Second, it is understood that the reconfiguration of Iraq will cause consternation to some. However, the entire Middle East has skin in the game, and none more so than Turkey and Iran. A Kurdistan nation will not be the death of Turkey. It will however be a stable force in an unstable region. An accommodation to the Kurds would work toward balancing and even mitigating Iran’s position in Iraq, especially under Nouri al–Maliki, the Shi’a Prime Minister

Third, Mr. Stephens’s view that Mr. al-Maliki is a stabilizing force in Iraq is just wrong. Recall Mr. al Maliki’s first acts when American forces left Iraq. He attempted to arrest the Sunni leadership for trumped up capital charges. Mr. al-Maliki is an Iranian Shi’a puppet. Reducing Shi’a dominance to southern Iraq will correspondingly reduce Iran’s influence in the region.
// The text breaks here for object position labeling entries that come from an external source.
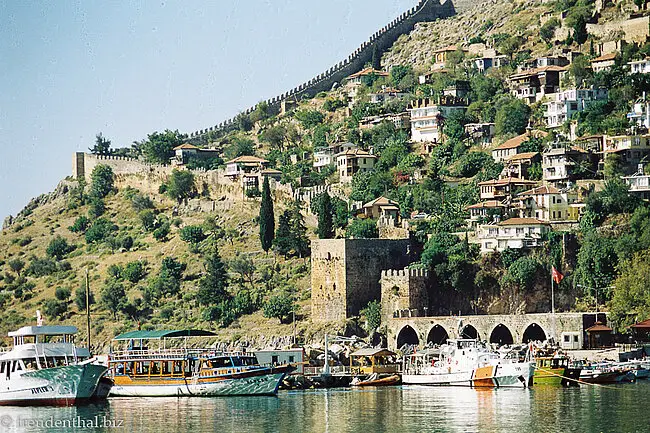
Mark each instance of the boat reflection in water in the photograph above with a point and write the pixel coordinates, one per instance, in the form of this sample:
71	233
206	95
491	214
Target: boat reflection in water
466	362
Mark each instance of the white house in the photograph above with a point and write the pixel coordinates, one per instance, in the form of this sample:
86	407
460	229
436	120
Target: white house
564	104
640	66
427	117
514	233
355	161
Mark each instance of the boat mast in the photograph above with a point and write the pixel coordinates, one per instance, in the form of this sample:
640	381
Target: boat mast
88	308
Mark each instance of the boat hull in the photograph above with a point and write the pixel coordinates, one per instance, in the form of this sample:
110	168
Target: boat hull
515	375
258	383
59	386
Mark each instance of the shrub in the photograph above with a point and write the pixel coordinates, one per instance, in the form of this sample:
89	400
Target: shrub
192	234
58	248
80	225
62	293
134	271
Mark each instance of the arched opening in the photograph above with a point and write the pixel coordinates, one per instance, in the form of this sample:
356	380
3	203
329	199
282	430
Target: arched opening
469	332
501	335
437	335
534	332
407	336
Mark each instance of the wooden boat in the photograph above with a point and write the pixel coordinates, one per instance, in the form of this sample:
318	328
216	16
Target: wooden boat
164	372
555	371
45	368
466	362
375	380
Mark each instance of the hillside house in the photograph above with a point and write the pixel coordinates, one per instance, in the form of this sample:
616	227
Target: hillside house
427	117
561	164
639	183
512	147
480	134
518	165
603	63
382	208
640	114
532	85
351	162
387	94
400	120
547	203
490	210
502	189
442	55
565	104
185	152
633	150
514	233
640	66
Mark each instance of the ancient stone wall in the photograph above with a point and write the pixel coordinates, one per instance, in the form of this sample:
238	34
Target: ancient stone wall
426	10
404	290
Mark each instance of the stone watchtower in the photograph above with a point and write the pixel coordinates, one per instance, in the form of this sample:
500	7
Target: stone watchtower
404	293
346	273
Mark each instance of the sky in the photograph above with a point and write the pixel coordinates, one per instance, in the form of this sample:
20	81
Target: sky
72	69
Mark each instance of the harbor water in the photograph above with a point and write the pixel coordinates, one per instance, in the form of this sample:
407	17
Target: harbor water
616	408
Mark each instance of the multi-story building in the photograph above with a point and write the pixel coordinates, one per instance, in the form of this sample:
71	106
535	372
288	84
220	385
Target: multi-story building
604	62
640	66
514	233
532	85
547	203
351	162
427	117
565	104
502	189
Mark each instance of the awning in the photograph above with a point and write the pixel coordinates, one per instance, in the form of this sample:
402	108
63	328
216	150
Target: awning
159	335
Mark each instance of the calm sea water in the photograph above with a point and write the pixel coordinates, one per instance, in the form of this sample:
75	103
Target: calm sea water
620	408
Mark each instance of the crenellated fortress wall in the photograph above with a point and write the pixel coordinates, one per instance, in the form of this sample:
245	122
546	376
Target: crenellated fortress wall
426	10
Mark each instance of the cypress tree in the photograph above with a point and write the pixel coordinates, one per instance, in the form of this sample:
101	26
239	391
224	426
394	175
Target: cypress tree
267	219
325	223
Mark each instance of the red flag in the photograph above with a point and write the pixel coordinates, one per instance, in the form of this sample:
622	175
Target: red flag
557	276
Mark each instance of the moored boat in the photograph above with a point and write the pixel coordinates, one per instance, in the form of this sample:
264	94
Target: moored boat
556	371
466	362
45	367
181	371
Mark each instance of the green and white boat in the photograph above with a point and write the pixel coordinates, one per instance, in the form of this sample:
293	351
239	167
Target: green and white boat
45	367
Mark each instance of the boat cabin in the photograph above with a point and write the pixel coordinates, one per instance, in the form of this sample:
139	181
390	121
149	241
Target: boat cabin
369	361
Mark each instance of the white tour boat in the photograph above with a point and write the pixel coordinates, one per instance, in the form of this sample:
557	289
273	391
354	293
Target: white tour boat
44	367
466	362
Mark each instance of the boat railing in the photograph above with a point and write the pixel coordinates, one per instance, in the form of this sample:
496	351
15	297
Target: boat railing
124	355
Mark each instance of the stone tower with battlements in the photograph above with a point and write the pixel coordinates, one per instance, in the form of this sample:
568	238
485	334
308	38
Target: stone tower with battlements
404	293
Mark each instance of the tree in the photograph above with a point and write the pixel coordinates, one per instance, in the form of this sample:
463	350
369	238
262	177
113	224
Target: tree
362	229
267	219
512	117
102	181
373	315
279	307
158	148
102	145
325	224
58	248
181	185
192	234
212	287
113	297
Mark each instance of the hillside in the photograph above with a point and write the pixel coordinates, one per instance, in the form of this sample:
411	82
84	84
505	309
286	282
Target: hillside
153	238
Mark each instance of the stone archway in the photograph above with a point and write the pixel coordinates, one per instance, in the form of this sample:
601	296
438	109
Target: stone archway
437	335
469	331
533	332
407	335
501	335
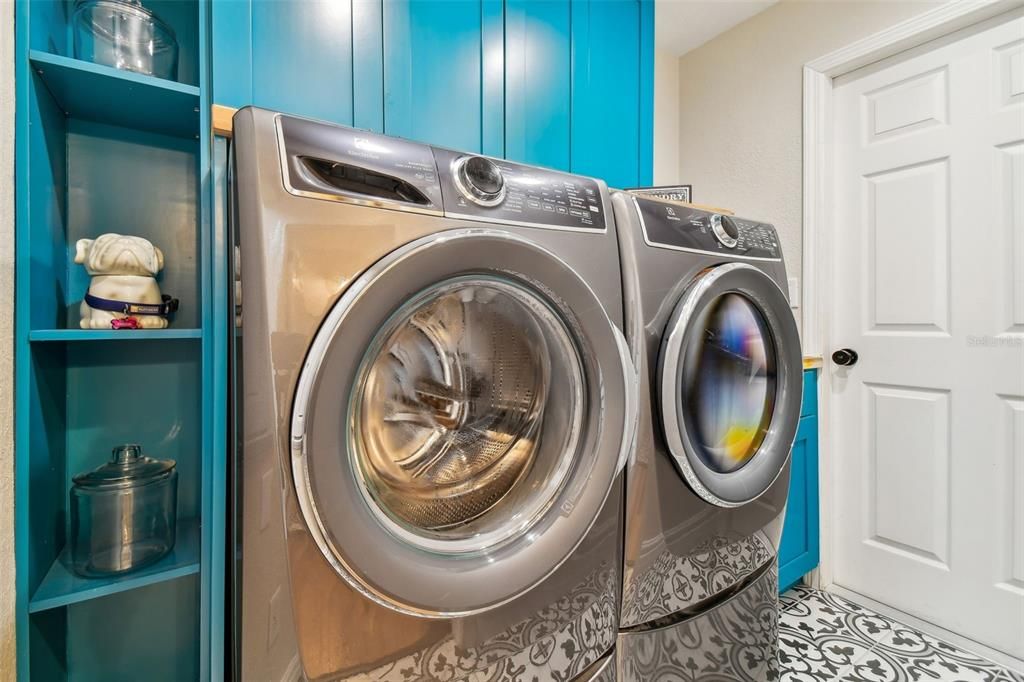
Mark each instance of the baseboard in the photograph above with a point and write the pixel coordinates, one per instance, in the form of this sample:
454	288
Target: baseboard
294	671
978	648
Fourth, al Qaeda in Iraq (AQI) is not the dominating force portrayed in Mr. Stephen’s piece. Iraq’s Sunni and former Baathists are more than happy to let al Qaeda suicide bombers blow up Shi’a and themselves. When sectarian violence turns to civil war, it will be Sunni Baathists that exert control and govern in central Iraq, not al Qaeda.

Iraq is an artificial State. To believe that Kurds, Sunni, and Shi’a can live peacefully together contradicts realty. Just as Bosnia became a failed state when Muslims, Serbs, and Croatians were provided with the means to choose the conditions under which they wished to live, which you will recall resulted in War (1992 – 1995).

A solution to Iraqi violence is to construct a new compact. That new compact will be the partition of Iraq into three distinct States. 

The failure in Iraq was not military defeat, but diplomatic malpractice.